The Centers for Disease Control and Prevention (CDC) continues to investigate increased reports of brain abscesses in children, which includes a 2022 cluster from Nevada's Clark County that was detailed last week at the CDC Epidemic Intelligence Service (EIS) annual meeting in Atlanta.
Doctors in other locations are seeing similar cases, according to CNN.
In the Nevada cluster, health officials in October received reports of a higher-than-expected number of kids who had intracranial abscesses. The investigation by EIS officials found that, from 2015 to 2021, Clark County averaged about four such cases a year. However, 18 cases were reported in 2022, none of them fatal. Fifteen patients required surgery. The median age was 12, and 14 of the patients were boys. Streptococcus intermedius was the most common bacterial pathogen.
Nine patients had experienced cold symptoms, and none had been diagnosed as having COVID-19. Three had ear infections, and one patient had a sinus infection.

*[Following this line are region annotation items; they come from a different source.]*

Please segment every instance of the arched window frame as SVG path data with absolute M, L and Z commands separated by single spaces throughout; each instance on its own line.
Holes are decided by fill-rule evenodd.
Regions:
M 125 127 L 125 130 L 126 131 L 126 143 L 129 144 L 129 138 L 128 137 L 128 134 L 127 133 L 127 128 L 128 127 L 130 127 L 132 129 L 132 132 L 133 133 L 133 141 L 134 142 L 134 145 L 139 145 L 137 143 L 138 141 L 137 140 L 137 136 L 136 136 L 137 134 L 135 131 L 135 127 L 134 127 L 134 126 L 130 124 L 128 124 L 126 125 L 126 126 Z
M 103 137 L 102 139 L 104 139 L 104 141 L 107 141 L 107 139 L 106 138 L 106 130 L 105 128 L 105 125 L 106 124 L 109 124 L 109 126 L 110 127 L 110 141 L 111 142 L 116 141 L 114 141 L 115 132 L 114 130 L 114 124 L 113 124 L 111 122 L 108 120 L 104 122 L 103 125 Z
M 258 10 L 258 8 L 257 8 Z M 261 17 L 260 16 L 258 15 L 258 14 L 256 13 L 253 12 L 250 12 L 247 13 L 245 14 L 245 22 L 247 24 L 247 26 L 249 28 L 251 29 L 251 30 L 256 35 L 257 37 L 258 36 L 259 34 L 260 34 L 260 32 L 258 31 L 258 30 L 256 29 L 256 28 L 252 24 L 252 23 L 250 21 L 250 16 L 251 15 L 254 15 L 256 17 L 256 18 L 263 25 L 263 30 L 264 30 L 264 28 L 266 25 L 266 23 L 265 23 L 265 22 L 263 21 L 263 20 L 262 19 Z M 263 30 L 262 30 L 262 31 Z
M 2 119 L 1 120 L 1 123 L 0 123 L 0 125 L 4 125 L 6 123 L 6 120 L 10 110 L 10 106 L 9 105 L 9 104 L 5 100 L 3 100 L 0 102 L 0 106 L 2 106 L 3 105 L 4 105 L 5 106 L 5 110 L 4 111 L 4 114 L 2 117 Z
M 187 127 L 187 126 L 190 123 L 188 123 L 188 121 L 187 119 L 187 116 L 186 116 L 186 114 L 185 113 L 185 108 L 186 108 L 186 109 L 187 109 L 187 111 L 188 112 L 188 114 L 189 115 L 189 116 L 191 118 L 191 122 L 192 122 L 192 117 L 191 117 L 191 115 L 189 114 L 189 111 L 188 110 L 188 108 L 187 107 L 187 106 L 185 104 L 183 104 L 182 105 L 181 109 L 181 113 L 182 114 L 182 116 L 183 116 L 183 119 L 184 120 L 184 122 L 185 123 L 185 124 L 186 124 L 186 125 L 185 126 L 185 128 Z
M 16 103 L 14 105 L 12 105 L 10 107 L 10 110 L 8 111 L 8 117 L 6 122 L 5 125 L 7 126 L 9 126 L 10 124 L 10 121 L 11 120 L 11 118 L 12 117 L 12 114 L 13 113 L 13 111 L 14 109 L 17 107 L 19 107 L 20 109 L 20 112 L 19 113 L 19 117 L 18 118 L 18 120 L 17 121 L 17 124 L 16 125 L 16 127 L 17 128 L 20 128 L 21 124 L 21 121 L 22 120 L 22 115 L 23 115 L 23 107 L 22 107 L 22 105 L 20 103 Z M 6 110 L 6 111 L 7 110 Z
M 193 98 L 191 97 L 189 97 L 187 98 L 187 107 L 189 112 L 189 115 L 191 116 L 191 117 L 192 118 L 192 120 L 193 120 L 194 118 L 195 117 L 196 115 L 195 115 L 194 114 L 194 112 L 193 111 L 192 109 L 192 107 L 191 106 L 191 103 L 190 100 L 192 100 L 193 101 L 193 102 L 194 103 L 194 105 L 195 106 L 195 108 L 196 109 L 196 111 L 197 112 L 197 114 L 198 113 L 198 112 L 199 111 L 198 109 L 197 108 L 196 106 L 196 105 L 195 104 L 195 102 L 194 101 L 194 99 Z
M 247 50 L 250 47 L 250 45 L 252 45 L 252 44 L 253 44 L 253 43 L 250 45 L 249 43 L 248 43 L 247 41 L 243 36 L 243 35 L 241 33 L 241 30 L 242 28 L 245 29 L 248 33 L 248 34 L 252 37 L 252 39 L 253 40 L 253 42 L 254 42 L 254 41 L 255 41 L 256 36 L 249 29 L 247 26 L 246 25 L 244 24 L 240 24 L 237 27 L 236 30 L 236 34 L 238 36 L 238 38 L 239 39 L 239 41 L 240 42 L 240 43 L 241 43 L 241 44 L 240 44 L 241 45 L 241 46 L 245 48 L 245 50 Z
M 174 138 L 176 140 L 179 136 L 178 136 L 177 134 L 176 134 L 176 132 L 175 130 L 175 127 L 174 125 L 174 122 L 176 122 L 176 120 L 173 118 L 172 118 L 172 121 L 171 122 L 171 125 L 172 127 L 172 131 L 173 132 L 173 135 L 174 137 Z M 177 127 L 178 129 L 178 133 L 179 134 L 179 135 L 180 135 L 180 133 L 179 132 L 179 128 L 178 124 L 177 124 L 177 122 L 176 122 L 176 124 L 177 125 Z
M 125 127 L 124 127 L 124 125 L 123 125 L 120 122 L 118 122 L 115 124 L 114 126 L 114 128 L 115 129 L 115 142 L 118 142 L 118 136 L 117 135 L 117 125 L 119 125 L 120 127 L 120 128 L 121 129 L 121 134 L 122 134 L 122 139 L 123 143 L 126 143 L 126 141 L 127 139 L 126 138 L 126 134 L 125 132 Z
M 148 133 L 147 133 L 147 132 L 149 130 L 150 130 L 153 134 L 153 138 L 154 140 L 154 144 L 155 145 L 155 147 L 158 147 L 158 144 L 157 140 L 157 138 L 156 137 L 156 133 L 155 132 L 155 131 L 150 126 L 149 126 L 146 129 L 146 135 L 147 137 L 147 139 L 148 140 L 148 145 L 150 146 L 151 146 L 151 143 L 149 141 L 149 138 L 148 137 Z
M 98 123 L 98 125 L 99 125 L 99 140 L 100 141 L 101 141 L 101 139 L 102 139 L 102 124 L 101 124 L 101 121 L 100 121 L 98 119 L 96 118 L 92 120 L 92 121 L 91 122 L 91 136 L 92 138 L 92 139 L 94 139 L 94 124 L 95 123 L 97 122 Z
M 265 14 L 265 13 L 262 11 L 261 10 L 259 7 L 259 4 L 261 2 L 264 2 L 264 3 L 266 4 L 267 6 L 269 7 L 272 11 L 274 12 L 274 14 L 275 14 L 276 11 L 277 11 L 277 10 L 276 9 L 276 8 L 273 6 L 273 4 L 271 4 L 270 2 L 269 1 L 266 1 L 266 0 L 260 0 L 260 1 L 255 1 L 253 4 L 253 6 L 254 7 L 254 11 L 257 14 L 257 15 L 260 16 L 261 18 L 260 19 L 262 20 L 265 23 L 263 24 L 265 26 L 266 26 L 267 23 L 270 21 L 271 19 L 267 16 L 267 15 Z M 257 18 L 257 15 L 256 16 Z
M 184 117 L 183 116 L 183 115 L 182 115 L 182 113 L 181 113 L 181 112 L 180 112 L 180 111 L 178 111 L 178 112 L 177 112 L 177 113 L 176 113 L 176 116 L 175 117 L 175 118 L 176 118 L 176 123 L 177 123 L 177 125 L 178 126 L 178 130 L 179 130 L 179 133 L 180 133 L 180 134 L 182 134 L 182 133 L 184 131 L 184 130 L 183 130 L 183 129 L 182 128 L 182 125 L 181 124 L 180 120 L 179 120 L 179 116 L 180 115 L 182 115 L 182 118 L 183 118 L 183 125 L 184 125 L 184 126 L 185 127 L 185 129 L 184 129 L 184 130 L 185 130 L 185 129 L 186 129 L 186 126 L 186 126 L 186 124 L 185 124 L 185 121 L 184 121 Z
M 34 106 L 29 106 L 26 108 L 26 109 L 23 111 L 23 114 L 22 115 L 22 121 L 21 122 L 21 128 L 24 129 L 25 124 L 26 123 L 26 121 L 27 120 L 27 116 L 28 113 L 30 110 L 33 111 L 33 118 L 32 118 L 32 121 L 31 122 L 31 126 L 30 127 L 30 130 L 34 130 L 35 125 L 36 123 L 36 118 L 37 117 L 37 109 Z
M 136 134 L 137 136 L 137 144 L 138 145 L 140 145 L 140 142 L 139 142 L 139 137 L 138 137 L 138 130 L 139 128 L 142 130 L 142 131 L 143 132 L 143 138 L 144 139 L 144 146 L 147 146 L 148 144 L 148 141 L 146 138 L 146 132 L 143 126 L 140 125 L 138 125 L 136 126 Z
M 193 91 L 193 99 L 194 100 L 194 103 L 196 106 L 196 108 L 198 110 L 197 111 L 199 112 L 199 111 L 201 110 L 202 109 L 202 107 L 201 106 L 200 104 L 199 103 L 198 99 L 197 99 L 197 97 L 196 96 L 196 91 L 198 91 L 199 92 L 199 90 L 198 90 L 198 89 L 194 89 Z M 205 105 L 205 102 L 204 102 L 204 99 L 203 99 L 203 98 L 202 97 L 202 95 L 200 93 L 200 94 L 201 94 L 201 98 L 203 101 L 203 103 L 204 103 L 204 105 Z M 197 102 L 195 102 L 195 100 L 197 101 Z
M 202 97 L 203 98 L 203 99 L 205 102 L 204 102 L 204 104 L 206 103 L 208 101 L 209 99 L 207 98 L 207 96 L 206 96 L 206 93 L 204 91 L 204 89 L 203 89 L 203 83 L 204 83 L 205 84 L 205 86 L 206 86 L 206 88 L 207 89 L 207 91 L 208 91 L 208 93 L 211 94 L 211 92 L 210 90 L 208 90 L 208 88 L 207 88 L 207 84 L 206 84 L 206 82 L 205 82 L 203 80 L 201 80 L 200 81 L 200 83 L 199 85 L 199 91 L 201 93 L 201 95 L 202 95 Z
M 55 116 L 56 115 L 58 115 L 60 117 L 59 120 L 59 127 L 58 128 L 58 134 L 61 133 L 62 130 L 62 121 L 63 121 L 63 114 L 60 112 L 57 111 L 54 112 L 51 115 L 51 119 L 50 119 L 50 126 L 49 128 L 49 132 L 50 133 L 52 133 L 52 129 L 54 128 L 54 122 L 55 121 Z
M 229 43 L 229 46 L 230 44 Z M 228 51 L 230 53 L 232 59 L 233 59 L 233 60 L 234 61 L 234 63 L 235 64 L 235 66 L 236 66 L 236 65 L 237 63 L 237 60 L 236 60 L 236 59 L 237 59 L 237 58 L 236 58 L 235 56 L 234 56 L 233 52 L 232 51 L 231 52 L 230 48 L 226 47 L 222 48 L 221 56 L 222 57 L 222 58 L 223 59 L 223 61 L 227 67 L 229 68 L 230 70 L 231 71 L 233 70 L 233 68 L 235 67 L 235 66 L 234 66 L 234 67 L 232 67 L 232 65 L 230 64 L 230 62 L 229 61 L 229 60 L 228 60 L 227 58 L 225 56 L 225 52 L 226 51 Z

Seeking risk factors, causes
Investigators said more research is needed to identify risk factors and causes of the rare conditions.

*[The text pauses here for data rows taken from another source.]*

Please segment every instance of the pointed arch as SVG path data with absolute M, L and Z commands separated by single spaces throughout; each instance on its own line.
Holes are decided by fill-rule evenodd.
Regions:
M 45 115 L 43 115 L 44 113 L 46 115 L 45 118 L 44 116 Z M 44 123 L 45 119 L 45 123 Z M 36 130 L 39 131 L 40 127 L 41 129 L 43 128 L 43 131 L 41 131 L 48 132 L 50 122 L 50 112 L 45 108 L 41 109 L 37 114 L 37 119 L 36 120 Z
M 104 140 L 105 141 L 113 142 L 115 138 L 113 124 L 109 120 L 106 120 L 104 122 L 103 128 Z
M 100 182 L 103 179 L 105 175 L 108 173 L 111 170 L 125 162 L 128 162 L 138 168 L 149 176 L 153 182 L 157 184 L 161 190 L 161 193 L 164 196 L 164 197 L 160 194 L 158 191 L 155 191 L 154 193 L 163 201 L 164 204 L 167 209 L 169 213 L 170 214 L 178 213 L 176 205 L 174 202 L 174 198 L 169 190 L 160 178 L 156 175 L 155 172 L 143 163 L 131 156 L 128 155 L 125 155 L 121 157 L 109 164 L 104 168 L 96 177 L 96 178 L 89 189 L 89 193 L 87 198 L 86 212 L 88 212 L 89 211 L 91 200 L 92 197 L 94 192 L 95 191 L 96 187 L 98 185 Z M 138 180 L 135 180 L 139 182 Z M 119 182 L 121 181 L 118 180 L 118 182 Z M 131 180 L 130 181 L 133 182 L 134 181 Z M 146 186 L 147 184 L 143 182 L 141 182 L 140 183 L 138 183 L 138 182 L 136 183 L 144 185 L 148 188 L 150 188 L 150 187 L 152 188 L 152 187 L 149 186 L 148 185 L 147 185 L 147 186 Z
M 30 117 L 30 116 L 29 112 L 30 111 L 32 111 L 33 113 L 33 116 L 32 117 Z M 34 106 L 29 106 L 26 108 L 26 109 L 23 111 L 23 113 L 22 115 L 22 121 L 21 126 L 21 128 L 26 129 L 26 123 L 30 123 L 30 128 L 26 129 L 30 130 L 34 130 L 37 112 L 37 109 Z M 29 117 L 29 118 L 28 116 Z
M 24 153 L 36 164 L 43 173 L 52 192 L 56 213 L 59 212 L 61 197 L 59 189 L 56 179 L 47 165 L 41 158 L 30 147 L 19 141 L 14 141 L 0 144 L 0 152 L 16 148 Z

Experts told CNN that possible explanations could be less exposure to pathogens during the earlier phases of the pandemic or a higher disease burden in the past year, now that COVID-19 cases have fallen.
A September 2022 report in Morbidity and Mortality Weekly Report examined a possible increase in pediatric streptococcal brain abscesses and epidural empyemas, finding a decline at the start of the pandemic, with an increase in the summer of 2021 and a peak in March 2022. The authors said cases were consistent with seasonal fluctuations and redistribution of cases during the pandemic, but that epidemiologic monitoring continues.